This via Cafe au Lait: the Abstract User Interface Markup Language which, according to IBM, lets you design a UI once and then deploy it as either a thin client via a servlet based rendering engine, or as a thick client via a Swing based UI (why not SWT one may ask). This sounds a lot like the functionality that Next/Apple have had for years with Web Objects. Personally, I’m not too sure about the whole idea, I think that if you’re designing an essentially forms-based application then thin clients are fine, anything else really needs a real user interface (read: thick client). Any tool which tries to build both from a single description is going to either create a way too complicated and slow web experience or a dismally poor client application.
Vodafone 3G
Well, I mentioned this many a time whilst I was consulting at Three as being something that they should definitely offer, but it seems like Vodafone have beaten them to it. They announced a few days ago that they’d soon be offering 3G data services throughout pretty much most of Europe. Looks like 3 could soon be a thing of the past, I really don’t fancy their chances in the marketplace now the big V is moving in.
Why Test Driven Devlopment Works
From a Salon interview with Ellen Ullman:
When you’re around really serious professional programmers, this code jockey stuff really falls away, and there is a recognition that the best programmers spend a lot of time thinking first, and working out the algorithms on paper or in their heads, at a white board, walking.
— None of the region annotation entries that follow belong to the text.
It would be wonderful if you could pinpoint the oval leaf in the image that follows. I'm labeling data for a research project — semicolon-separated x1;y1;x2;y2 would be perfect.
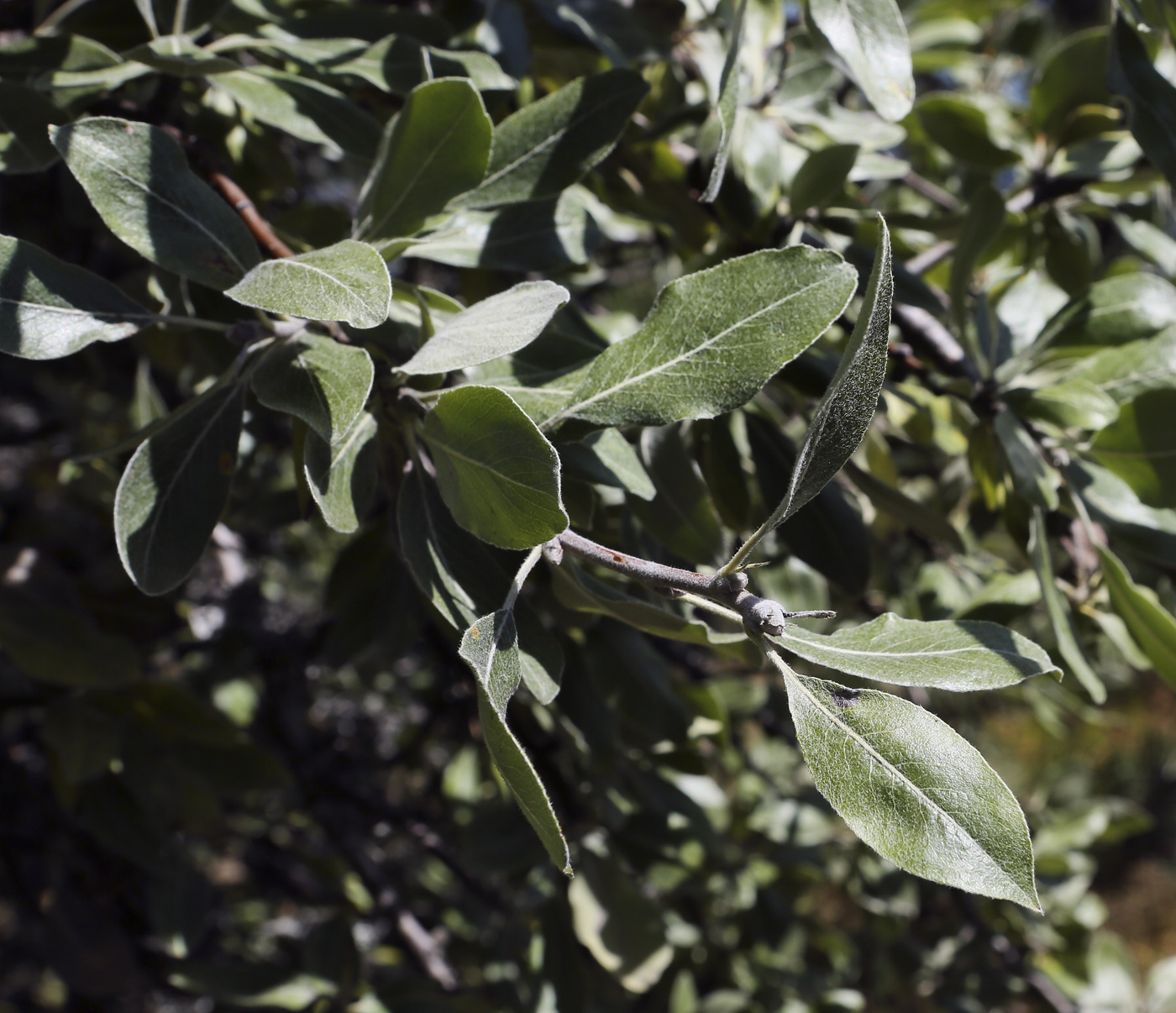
543;246;858;429
785;670;1041;911
458;608;522;722
454;70;649;207
50;117;261;291
302;412;376;533
224;239;391;328
253;331;371;444
424;386;568;548
355;77;494;241
400;281;570;375
701;0;747;203
771;611;1061;693
0;235;154;359
114;384;244;594
809;0;915;123
768;215;894;529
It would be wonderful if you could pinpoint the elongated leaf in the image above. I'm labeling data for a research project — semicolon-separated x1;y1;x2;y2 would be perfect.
253;331;374;444
771;611;1061;693
1008;376;1118;429
701;0;747;203
809;0;915;123
424;385;568;548
331;35;517;95
1090;388;1176;507
224;239;391;328
552;561;748;653
213;67;380;159
1065;461;1176;567
400;281;570;375
544;246;858;428
114;382;244;594
629;426;727;564
453;70;649;207
1069;327;1176;400
355;77;494;241
950;185;1005;327
1095;543;1176;688
458;608;522;722
768;215;894;529
127;35;241;77
1035;273;1176;352
0;235;153;359
559;429;658;500
1106;14;1176;181
843;461;965;552
404;187;601;272
50;117;261;290
785;672;1040;911
1029;506;1106;704
302;412;376;532
994;412;1062;511
477;688;571;875
788;144;858;215
396;468;564;704
0;81;70;173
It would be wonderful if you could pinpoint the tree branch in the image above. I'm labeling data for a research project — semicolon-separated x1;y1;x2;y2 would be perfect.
553;531;836;637
208;172;294;258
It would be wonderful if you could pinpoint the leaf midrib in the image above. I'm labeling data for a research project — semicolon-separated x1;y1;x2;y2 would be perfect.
540;273;836;429
785;672;1024;893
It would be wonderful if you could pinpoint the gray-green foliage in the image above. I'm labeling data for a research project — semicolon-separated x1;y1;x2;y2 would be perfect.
547;247;853;427
7;0;1176;1013
226;239;391;328
50;117;260;290
0;235;152;359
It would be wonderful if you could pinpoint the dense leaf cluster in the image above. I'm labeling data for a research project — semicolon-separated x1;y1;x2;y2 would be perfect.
0;0;1176;1013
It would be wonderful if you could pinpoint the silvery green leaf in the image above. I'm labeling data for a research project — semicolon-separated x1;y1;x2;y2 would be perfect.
224;239;391;328
1095;545;1176;687
1069;327;1176;400
559;429;658;500
1090;387;1176;507
127;35;241;77
400;281;570;376
453;70;649;208
0;81;70;173
0;235;154;359
994;411;1062;511
544;246;858;428
213;66;380;159
423;385;568;548
114;382;244;594
458;608;522;722
404;187;601;272
50;117;261;291
771;602;1061;693
701;0;747;203
355;77;494;243
302;412;377;533
768;215;894;528
1029;506;1106;704
477;687;571;875
253;331;374;444
1034;272;1176;354
809;0;915;123
785;670;1041;911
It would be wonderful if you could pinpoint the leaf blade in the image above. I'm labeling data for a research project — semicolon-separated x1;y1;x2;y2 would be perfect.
224;239;391;329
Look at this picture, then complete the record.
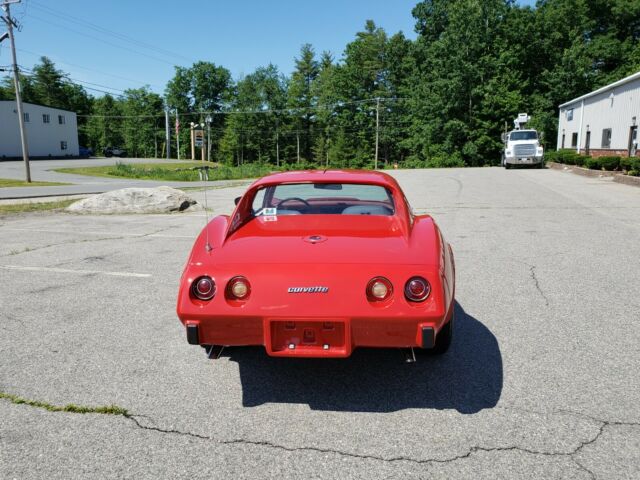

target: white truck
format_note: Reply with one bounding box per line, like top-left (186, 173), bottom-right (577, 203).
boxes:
top-left (502, 113), bottom-right (544, 169)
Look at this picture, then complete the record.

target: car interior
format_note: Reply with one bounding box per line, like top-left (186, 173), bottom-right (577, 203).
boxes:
top-left (253, 183), bottom-right (395, 216)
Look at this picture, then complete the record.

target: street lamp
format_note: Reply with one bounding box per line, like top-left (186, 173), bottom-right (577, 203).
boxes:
top-left (204, 115), bottom-right (213, 162)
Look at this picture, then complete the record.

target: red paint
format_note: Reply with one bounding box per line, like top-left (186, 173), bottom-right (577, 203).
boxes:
top-left (177, 171), bottom-right (455, 357)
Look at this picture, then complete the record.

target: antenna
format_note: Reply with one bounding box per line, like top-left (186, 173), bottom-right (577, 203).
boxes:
top-left (193, 165), bottom-right (213, 252)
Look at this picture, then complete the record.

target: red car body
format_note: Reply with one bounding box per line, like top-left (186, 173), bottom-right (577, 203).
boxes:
top-left (177, 170), bottom-right (455, 357)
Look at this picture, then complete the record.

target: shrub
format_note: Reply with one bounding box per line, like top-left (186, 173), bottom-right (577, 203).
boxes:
top-left (584, 158), bottom-right (602, 170)
top-left (598, 156), bottom-right (620, 171)
top-left (620, 157), bottom-right (634, 172)
top-left (575, 155), bottom-right (591, 167)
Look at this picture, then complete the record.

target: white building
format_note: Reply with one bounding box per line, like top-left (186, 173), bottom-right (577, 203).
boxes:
top-left (0, 100), bottom-right (79, 160)
top-left (557, 72), bottom-right (640, 157)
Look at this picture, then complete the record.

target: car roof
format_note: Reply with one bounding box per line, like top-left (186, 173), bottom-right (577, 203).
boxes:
top-left (253, 170), bottom-right (400, 189)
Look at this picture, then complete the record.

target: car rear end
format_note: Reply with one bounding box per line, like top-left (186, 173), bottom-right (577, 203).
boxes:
top-left (178, 215), bottom-right (454, 357)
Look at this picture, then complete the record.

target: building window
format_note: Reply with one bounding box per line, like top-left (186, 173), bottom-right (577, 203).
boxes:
top-left (602, 128), bottom-right (611, 148)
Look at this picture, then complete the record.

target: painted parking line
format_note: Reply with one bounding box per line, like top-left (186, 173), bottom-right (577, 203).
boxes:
top-left (2, 227), bottom-right (197, 239)
top-left (0, 265), bottom-right (151, 278)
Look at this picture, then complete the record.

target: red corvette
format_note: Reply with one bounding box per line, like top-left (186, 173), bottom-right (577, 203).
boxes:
top-left (177, 170), bottom-right (455, 360)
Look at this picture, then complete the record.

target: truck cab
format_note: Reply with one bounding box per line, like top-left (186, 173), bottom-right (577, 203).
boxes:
top-left (502, 130), bottom-right (544, 168)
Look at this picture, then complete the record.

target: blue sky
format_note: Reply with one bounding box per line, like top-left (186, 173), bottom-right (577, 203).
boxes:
top-left (0, 0), bottom-right (534, 95)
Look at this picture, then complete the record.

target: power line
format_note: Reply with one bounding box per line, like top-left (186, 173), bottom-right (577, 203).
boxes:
top-left (16, 48), bottom-right (164, 88)
top-left (20, 67), bottom-right (125, 98)
top-left (29, 15), bottom-right (180, 66)
top-left (32, 0), bottom-right (193, 62)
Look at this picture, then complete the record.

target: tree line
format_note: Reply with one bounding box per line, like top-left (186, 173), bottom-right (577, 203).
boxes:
top-left (0, 0), bottom-right (640, 168)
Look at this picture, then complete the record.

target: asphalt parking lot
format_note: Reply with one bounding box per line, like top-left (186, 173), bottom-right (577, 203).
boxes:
top-left (0, 168), bottom-right (640, 479)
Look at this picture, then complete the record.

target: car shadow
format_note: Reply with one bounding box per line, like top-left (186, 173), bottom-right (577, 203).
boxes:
top-left (228, 302), bottom-right (503, 414)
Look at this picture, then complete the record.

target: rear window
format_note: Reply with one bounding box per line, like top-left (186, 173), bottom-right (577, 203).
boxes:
top-left (252, 183), bottom-right (395, 216)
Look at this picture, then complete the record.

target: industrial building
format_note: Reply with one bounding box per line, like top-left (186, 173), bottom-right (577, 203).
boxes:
top-left (0, 100), bottom-right (79, 160)
top-left (557, 72), bottom-right (640, 157)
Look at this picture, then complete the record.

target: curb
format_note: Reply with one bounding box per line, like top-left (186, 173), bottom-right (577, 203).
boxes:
top-left (613, 173), bottom-right (640, 187)
top-left (545, 162), bottom-right (640, 187)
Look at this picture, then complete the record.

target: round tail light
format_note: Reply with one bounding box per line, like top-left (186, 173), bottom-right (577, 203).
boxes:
top-left (227, 277), bottom-right (251, 300)
top-left (404, 277), bottom-right (431, 302)
top-left (367, 277), bottom-right (393, 302)
top-left (191, 277), bottom-right (216, 300)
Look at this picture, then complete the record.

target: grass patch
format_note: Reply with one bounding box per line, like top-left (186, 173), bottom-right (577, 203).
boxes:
top-left (0, 392), bottom-right (129, 417)
top-left (0, 178), bottom-right (70, 188)
top-left (0, 198), bottom-right (78, 215)
top-left (56, 162), bottom-right (274, 182)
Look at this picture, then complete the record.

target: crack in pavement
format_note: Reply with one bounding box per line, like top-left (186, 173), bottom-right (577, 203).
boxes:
top-left (0, 394), bottom-right (640, 479)
top-left (529, 265), bottom-right (549, 307)
top-left (125, 412), bottom-right (640, 470)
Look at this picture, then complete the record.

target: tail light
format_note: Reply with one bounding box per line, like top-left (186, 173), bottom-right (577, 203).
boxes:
top-left (367, 277), bottom-right (393, 302)
top-left (404, 277), bottom-right (431, 302)
top-left (227, 277), bottom-right (251, 300)
top-left (191, 277), bottom-right (216, 300)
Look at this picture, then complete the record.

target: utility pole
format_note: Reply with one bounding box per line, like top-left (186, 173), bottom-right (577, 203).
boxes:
top-left (373, 97), bottom-right (380, 170)
top-left (205, 115), bottom-right (213, 162)
top-left (276, 114), bottom-right (280, 167)
top-left (176, 108), bottom-right (180, 160)
top-left (191, 122), bottom-right (196, 160)
top-left (1, 0), bottom-right (31, 183)
top-left (164, 107), bottom-right (171, 160)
Is this one of the reasons why test driven development is successful? It forces you to take a step back and consider the problem in a greater level of detail before you start writing code. If it’s not the main reason then I think it’s a large influencing factor. Several of the XP practices exhibit this behaviour (more thinking, less typing) in fact, despite it’s name. Take pair programming, if you’re forced to work with somebody and explain what you are doing then you are forced to think about your work at least to the level of articulating your thoughts to another.
Links That Reflow
A minor annonyance with peoples CSS: having an onMouseOver
effect
that causes the enclosing paragraph to reflow when you move the mouse
over it. The common culprit is changing the background colour of the
surrounding box and, I assume, failing to take into account insets and
borders correctly.
New Design 1.0
I’ve spent a bit of time trying to come up with a new design for this site, all using nice, clean, XHTML and CSS, and as part of this I’ve been trying to make the site look less blocky and have more rounded edges and stuff in the design. I’ve come to the conclusion that this really sucks. The suppport for CSS, especially layer 3, is still way too weak for this to work. So, back to the drawing board, but at least I produced a couple of reasonable icons that I can reause, ho hum.